AMMAN- As US-led warplanes pound jihadists in Iraq, prominent Sunni exiles say that empowering their marginalised minority will be more important than bombs and missiles in defeating the Islamic State extremist group.
Deadly sectarian tensions have riven Iraq since the fall of Saddam Hussein more than a decade ago, with Sunni anger at the Shiite-led authorities seen as a key factor behind the rise of IS.
“Dropping bombs from planes will not eliminate the terrorism of the so-called Daesh,” said Iraqi Sunni cleric in exile Sheikh Abdel Malik al-Saadi, using an Arabic acronym for IS.
“What is needed to eliminate this terrorism is to eradicate the motives behind injustice, marginalisation and genocide, and to give people back their rights and freedoms,” he told AFP in the Jordanian capital Amman, home to thousands of Iraqi refugees.
Sunni-led IS has seized swathes of Iraq and Syria, declaring an Islamic “caliphate” and committing widespread atrocities.

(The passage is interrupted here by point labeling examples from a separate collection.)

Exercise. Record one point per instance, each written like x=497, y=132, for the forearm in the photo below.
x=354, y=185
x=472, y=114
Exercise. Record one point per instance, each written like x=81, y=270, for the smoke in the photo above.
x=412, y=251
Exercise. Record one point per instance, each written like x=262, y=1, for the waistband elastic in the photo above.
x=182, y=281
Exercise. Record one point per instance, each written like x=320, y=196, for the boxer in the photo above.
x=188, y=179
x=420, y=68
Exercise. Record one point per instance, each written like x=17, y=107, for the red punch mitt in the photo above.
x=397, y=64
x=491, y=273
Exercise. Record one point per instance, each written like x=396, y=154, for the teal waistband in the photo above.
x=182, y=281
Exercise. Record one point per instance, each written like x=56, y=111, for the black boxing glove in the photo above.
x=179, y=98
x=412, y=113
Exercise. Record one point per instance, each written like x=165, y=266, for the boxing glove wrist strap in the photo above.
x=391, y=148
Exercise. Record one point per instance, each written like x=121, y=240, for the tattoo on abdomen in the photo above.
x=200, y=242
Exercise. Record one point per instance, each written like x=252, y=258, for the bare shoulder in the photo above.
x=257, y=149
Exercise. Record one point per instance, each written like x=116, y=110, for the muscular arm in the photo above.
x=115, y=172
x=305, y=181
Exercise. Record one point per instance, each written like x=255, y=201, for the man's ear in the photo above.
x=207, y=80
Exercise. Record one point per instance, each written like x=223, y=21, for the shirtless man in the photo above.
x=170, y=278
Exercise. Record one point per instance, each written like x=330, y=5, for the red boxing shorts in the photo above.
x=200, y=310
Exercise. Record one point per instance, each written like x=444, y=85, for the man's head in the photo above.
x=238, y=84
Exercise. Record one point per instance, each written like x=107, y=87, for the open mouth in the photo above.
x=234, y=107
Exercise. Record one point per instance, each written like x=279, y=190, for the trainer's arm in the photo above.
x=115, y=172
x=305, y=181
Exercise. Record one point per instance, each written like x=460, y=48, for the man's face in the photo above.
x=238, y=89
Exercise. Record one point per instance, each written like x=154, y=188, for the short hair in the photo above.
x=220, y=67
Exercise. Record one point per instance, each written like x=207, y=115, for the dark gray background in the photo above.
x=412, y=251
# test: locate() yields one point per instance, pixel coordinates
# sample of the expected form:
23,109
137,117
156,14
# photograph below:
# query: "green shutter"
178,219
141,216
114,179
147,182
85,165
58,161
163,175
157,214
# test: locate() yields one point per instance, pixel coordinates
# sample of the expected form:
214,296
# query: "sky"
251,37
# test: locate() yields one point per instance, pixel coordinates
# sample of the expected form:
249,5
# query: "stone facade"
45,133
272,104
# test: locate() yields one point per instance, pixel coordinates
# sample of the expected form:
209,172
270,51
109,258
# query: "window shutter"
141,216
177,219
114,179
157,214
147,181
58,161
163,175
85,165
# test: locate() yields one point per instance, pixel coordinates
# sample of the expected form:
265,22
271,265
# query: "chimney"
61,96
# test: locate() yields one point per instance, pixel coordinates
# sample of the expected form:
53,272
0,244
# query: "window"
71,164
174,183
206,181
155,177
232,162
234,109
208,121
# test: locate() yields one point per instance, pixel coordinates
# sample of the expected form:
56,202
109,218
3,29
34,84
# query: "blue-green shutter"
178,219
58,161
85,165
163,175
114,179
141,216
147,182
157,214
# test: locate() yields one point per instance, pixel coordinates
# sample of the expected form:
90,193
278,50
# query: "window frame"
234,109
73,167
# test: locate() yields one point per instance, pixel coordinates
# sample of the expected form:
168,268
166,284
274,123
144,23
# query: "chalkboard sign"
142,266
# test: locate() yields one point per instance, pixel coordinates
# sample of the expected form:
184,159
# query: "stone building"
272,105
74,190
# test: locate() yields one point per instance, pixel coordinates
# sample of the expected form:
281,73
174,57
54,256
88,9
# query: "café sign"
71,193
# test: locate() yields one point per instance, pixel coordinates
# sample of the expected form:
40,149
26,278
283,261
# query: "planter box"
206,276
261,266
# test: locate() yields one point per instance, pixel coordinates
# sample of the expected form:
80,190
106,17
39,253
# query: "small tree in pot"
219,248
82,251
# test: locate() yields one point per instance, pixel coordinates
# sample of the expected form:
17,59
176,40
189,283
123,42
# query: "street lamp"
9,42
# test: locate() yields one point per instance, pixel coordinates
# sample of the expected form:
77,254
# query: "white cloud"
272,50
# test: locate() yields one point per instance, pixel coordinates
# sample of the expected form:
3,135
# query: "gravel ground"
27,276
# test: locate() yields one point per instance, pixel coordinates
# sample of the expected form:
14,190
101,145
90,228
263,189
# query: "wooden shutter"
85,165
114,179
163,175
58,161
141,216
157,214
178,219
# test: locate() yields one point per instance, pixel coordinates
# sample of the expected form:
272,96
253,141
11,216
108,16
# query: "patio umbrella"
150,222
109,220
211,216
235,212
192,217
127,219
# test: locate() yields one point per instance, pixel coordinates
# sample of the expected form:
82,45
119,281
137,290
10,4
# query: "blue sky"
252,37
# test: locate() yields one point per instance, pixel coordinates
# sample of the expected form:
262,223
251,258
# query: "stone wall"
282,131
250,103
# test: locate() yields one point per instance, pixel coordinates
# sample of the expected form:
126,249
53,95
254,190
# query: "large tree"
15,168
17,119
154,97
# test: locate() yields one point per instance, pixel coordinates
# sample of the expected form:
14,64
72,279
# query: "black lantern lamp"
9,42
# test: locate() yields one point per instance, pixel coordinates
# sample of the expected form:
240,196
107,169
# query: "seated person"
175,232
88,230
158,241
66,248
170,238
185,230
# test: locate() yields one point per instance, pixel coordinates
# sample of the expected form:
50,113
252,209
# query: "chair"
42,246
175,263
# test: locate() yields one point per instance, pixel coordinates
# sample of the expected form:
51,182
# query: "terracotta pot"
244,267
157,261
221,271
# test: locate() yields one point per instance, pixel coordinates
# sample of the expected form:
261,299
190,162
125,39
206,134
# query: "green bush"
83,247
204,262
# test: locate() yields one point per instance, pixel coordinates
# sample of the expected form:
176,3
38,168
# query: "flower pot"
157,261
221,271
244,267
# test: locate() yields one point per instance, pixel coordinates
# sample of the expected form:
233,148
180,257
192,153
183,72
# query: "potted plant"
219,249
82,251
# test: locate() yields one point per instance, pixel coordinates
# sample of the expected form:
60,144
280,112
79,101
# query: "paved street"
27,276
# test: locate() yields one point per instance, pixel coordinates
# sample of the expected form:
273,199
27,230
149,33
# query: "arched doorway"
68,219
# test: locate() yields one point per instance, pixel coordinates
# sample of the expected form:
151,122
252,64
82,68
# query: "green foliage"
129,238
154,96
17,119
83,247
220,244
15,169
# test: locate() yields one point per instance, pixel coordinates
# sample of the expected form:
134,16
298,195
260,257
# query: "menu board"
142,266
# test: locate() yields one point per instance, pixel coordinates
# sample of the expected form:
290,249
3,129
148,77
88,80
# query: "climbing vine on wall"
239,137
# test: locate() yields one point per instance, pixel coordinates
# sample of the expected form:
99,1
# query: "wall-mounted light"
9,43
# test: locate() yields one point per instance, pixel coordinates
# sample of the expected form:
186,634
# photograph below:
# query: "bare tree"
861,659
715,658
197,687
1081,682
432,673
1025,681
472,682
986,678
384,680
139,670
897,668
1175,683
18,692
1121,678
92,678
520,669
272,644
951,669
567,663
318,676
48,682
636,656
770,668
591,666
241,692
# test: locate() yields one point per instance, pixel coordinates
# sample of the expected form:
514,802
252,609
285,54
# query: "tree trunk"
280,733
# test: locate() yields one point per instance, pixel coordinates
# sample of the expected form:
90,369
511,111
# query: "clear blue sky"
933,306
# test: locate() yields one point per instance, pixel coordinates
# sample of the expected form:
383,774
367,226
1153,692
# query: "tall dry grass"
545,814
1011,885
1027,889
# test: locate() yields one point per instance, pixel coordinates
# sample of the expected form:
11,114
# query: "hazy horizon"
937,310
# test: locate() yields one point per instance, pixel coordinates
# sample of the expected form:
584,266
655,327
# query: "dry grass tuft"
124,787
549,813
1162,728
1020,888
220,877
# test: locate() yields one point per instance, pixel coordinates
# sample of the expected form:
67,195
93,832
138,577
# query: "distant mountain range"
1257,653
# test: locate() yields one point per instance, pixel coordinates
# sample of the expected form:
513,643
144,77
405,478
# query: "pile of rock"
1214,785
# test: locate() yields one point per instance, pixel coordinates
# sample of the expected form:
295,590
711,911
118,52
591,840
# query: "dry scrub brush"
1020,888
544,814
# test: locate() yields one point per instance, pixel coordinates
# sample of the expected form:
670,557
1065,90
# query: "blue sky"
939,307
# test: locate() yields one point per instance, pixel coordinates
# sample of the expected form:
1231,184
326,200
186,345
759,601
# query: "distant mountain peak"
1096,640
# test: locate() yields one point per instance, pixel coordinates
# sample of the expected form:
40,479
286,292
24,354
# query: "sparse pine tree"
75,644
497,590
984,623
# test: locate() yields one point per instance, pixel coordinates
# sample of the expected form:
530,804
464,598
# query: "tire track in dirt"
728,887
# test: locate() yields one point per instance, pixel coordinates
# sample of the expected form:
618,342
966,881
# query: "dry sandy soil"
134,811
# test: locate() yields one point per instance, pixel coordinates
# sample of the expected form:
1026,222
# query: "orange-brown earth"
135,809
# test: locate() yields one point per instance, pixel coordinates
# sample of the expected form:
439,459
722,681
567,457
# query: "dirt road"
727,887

Under Saddam, Iraq’s Sunni community — although a minority — kept a tight grip on power.
But since Saddam was ousted in the US-led invasion in 2003 and later executed, the Shiites have emerged as the driving political force.
Prime Minister Haidar al-Abadi and his predecessor Nuri al-Maliki are both Shiites.
About 60-65 percent of Iraq’s Muslims are Shiite, and the remainder Sunni.